He cocked his gun. "Now nobody move!"

He seized his weapon by the barrel, swung it round at the length of his arm, and tossed it to a great height and stood waiting to catch it as it fell. . . .At that moment Maurin threw up a stone into the air, which rose as the rifle descended. The gun fell horizontally across Vincent's arm, and he fired. Steve picked up the stone, to find it all like a polo mint, the stone with a hole. Blimey!

"My turn now!" cried Maurin; not to be outdone he proceeded to execute the same miraculous feat of skill. Only, while the gun was turning in the air, he bent over double and let rip a casual yet loud and oddly melodious fart:

"There," he said, "you see what we are a pair of overbearing show-offs we are, before you is the beast with two butts. Now for the wild-boars! 

"My friends," said Vincent "you are about to witness a quite brazen provocation of that bastard Freemon and the newly arrived teenage re-enforcement Gendarmes, it will take your breath away. You, Rodney! Be on guard, be alert, eyes peeled for those beastly boys in blue, and you Didier, idem. What sort of name is Didier anyway?  What do they know about hunting, what do they know about anything? What do they know about getting up out of bed before breakfast?  A whole load of nothing, that's what, but they do know the law, the Code Civile. By gum, they can even look the thing up on Monsieur Internet: thou shalt not shoot a pig avant Assumption Day. Full stop. Were we never to eat our neighbours' cherries, there's many folks would not know the taste of the fruit at all!"

Not only was I given the responsibility of keeping an eye out for the Staff Sergeant and his boys. I was also given a huge hunting horn and whistle, not to mention a very fine blue cap, bearing the image of a cute little makin' bacon porker and the words Justin Bridou Mon Jambon Star!" Do be vigilant Rodney my man," Vincent repeated. "If you want to spend the next six months at liberty."
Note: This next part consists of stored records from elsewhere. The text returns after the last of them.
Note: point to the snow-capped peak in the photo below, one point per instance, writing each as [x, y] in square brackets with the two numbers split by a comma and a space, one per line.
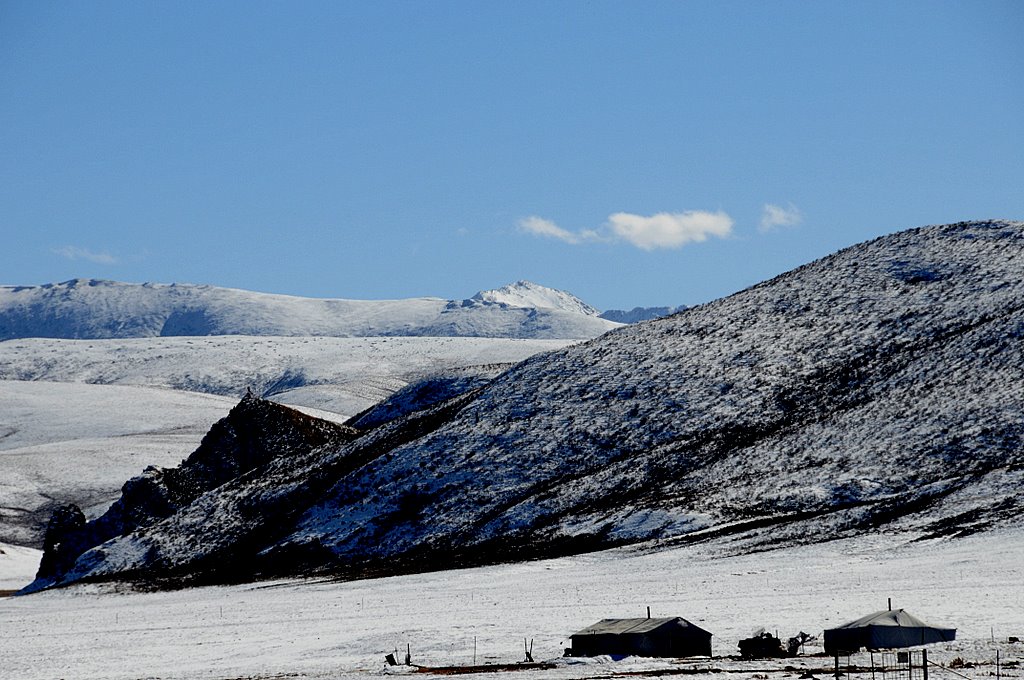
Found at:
[528, 294]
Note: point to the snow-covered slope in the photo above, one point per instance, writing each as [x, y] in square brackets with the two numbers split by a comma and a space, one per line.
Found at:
[77, 443]
[340, 375]
[637, 314]
[89, 308]
[527, 294]
[876, 387]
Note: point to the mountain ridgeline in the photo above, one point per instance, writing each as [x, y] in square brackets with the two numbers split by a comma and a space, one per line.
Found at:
[95, 309]
[875, 388]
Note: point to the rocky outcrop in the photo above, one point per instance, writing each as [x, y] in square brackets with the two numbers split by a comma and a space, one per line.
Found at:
[255, 432]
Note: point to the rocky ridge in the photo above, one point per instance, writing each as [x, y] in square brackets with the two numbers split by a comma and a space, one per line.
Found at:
[875, 388]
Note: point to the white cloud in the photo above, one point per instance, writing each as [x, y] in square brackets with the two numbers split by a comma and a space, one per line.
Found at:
[545, 227]
[670, 229]
[775, 217]
[76, 253]
[660, 230]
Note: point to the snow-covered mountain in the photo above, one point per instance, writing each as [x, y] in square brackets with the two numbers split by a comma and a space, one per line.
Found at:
[340, 375]
[527, 294]
[878, 387]
[79, 417]
[89, 308]
[637, 314]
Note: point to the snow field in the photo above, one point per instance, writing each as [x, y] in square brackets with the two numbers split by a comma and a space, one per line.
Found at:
[339, 375]
[309, 629]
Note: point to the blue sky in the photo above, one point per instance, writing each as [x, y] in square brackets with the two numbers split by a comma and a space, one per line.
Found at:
[632, 153]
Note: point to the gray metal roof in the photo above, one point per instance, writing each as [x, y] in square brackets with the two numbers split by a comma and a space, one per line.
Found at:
[622, 626]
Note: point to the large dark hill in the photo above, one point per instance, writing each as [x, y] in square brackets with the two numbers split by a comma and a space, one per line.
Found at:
[878, 387]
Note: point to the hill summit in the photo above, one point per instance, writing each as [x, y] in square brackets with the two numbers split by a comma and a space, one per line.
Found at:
[95, 309]
[527, 294]
[875, 389]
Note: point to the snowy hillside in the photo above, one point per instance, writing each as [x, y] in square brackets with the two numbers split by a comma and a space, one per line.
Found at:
[340, 375]
[527, 294]
[65, 441]
[89, 308]
[873, 388]
[637, 314]
[78, 443]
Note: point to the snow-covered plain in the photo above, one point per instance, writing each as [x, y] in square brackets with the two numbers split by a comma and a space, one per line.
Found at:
[17, 565]
[340, 375]
[320, 629]
[64, 442]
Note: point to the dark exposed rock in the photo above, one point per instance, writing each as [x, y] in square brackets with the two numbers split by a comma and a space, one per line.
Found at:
[255, 432]
[875, 389]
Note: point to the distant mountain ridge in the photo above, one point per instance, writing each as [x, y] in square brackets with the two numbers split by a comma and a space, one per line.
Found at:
[96, 309]
[528, 294]
[637, 314]
[878, 388]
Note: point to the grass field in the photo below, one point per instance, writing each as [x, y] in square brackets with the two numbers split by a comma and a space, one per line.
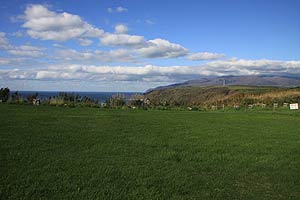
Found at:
[88, 153]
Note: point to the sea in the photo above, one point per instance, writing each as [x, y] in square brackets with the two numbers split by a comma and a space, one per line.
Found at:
[99, 96]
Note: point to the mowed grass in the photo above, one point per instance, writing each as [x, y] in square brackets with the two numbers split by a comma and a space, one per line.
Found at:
[89, 153]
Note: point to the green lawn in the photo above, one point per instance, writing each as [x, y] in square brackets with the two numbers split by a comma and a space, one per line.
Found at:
[89, 153]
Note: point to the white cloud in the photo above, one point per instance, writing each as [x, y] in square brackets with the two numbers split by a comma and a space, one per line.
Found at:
[121, 9]
[119, 55]
[26, 50]
[154, 73]
[118, 9]
[23, 50]
[3, 40]
[150, 22]
[162, 48]
[84, 42]
[121, 29]
[48, 25]
[123, 40]
[110, 10]
[204, 56]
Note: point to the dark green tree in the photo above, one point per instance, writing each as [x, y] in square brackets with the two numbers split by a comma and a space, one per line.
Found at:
[4, 94]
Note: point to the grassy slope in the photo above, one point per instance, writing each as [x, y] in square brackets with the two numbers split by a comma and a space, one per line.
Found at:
[83, 153]
[229, 95]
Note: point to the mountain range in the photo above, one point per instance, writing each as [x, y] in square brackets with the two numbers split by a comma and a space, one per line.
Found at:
[252, 80]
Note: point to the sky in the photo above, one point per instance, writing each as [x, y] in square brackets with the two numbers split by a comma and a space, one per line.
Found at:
[134, 45]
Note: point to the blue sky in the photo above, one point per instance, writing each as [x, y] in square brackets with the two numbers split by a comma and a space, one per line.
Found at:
[133, 45]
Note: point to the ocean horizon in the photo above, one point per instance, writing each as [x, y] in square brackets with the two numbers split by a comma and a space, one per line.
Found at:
[99, 96]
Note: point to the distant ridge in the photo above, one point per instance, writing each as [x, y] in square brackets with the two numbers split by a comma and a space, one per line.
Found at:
[252, 80]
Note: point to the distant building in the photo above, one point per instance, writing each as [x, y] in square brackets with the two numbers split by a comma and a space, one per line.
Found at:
[36, 102]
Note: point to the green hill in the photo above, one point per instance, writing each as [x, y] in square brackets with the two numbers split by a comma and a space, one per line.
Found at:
[219, 95]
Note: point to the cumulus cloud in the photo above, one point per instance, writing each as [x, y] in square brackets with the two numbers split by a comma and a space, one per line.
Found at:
[162, 48]
[3, 40]
[118, 9]
[119, 55]
[48, 25]
[26, 50]
[41, 23]
[205, 56]
[110, 39]
[23, 50]
[156, 73]
[121, 29]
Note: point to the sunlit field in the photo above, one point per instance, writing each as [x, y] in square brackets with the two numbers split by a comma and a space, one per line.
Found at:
[91, 153]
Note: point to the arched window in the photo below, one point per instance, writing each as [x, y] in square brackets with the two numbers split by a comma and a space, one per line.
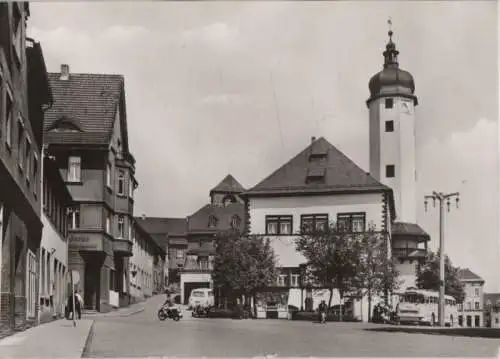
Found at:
[235, 222]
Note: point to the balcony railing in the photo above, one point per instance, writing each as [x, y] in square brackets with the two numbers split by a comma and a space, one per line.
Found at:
[409, 252]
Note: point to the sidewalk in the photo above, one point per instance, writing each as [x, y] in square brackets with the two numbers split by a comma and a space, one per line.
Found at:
[58, 339]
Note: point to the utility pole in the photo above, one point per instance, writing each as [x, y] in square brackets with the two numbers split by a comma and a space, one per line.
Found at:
[441, 198]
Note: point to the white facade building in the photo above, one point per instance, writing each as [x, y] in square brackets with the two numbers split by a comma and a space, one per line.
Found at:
[53, 261]
[320, 185]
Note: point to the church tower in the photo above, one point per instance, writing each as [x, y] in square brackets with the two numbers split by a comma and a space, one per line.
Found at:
[391, 108]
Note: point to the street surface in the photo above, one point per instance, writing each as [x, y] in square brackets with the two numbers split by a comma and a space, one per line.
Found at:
[143, 334]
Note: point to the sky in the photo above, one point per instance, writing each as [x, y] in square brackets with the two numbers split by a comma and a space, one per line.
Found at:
[240, 87]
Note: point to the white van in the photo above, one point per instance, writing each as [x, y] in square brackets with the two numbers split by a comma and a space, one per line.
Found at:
[201, 296]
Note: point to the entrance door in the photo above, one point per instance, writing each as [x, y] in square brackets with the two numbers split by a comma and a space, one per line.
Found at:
[189, 286]
[91, 287]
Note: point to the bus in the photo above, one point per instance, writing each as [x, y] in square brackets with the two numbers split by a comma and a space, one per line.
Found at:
[426, 302]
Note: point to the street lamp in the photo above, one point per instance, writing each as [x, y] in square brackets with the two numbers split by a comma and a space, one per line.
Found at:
[442, 198]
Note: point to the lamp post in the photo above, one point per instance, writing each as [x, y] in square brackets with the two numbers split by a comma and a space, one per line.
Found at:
[442, 198]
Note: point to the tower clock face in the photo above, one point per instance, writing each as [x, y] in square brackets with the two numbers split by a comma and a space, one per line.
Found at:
[406, 107]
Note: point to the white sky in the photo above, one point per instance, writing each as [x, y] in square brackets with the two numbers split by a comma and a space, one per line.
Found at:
[200, 98]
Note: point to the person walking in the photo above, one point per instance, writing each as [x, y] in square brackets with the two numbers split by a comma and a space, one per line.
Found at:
[322, 312]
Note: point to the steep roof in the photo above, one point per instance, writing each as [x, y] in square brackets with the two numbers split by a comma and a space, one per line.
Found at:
[163, 225]
[409, 229]
[199, 221]
[228, 185]
[89, 101]
[466, 275]
[337, 173]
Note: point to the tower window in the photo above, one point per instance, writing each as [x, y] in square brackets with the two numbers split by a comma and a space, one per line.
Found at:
[389, 103]
[390, 171]
[389, 126]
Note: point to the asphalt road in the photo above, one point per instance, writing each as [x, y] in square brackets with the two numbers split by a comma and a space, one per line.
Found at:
[144, 335]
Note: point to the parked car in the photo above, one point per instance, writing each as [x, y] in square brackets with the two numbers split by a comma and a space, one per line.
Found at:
[236, 312]
[201, 297]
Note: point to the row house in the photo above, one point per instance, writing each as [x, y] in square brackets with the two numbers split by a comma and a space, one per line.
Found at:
[53, 277]
[85, 132]
[24, 96]
[470, 312]
[146, 265]
[492, 310]
[318, 186]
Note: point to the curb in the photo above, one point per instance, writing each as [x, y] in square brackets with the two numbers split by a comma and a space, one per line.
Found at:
[88, 342]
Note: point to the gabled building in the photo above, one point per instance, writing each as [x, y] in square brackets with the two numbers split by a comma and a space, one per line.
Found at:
[86, 132]
[225, 211]
[491, 310]
[318, 186]
[471, 311]
[24, 96]
[147, 264]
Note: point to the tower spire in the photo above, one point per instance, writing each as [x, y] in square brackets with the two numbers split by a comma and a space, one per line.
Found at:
[390, 53]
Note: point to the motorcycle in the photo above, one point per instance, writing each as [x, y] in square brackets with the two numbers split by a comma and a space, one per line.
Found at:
[169, 312]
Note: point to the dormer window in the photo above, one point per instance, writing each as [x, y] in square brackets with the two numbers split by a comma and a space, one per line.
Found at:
[212, 221]
[235, 222]
[316, 175]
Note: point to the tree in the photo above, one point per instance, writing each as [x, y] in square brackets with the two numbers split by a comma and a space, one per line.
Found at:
[243, 264]
[378, 274]
[428, 277]
[333, 260]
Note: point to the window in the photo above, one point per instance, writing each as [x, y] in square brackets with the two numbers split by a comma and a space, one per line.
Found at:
[20, 136]
[35, 174]
[235, 222]
[121, 183]
[390, 171]
[351, 222]
[27, 155]
[112, 278]
[313, 222]
[121, 226]
[74, 169]
[74, 218]
[8, 125]
[17, 33]
[279, 225]
[31, 284]
[108, 224]
[212, 221]
[108, 175]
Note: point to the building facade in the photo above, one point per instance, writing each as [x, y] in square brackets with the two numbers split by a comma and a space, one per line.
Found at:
[491, 310]
[318, 186]
[146, 266]
[24, 95]
[53, 276]
[392, 139]
[471, 311]
[86, 132]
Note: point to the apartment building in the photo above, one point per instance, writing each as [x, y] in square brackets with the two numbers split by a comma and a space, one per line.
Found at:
[24, 95]
[470, 312]
[86, 132]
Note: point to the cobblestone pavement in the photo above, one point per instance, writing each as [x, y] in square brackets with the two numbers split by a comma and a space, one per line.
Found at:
[144, 335]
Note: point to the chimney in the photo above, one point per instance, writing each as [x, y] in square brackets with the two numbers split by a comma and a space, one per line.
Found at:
[64, 72]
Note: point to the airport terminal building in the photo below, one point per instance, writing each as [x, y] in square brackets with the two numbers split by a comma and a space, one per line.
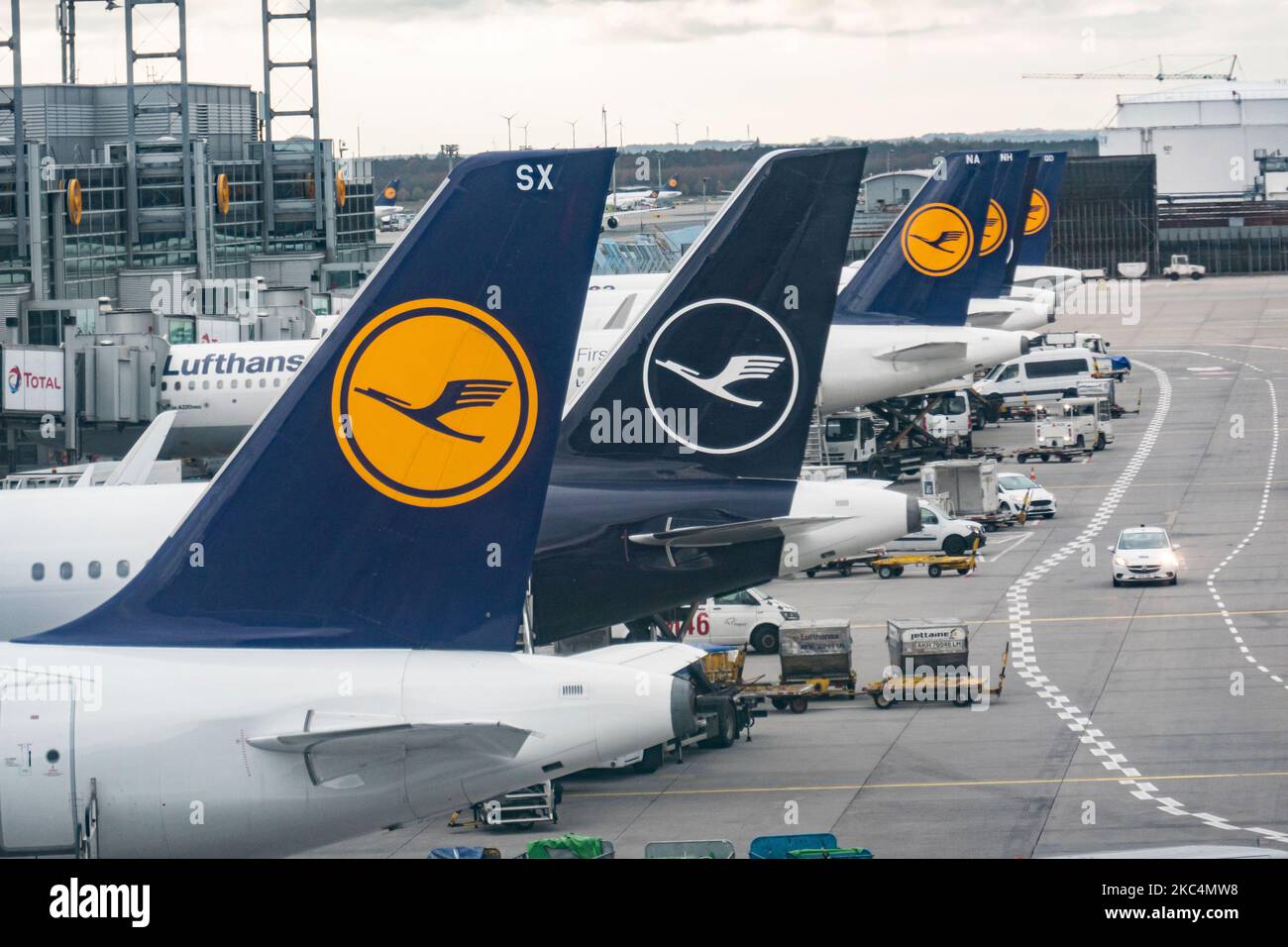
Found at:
[145, 214]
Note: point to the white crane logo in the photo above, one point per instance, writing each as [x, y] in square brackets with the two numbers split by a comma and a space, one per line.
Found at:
[764, 375]
[739, 368]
Half an hour later we were still skulking about, smoking Fortuna lights, (pale blue packet with a hint of turquoise, trans.) chatting incoherently, half asleep, when suddenly I heard the unmistakable whir of a blue Kangoo on the road below, a whiff if you like. Then before I could blow my horn or whistle my whistle, it was too late! The waving brushwood cracked and crackled "Once you hold a bird in the hand, best pluck it, sir!" Announced Vincent loudly and with a sort of glee. The dense undergrowth rustled so intensely as if it were bursting into flame everywhere at once! In a moment I felt myself pushed away and roughly set upright again. I saw the briars stir in front of me. Yes, it was they, the wild-boars, the free untamed denizens of the forest! They went plunging over the bush like porpoises out of water, bounding clumsily along in great curving leaps, running hard and breaking down the broom and heather under their ponderous weight, the boughs of which kept snapping with a loud report. A shot, two shots rang out. I saw a boar fall, and lie there, dead; another was wounded, but after pausing and slackening speed an instant, it slumped and dropped dead in its turn.

A loud shout from Vincent, "one apiece Maurin my boy, putain de bordel be merde!" Stout Master Vincent  was indeed a philosopher, that is what I have come to admire in him. It is that magic power, which is a gift of his birthright, of putting instantly into action a mere casual expletive, making it at one and the same time heroic and burlesque, This was a mark of genius! 

My own cries echoed through the valleys and on the heights. "Pootanna de bordello do merda!!"

"A la barro! a la barro!" Vincent yelled ignoring me, "cut me four boughs to carry these mighty boars back to my lovely Toyota."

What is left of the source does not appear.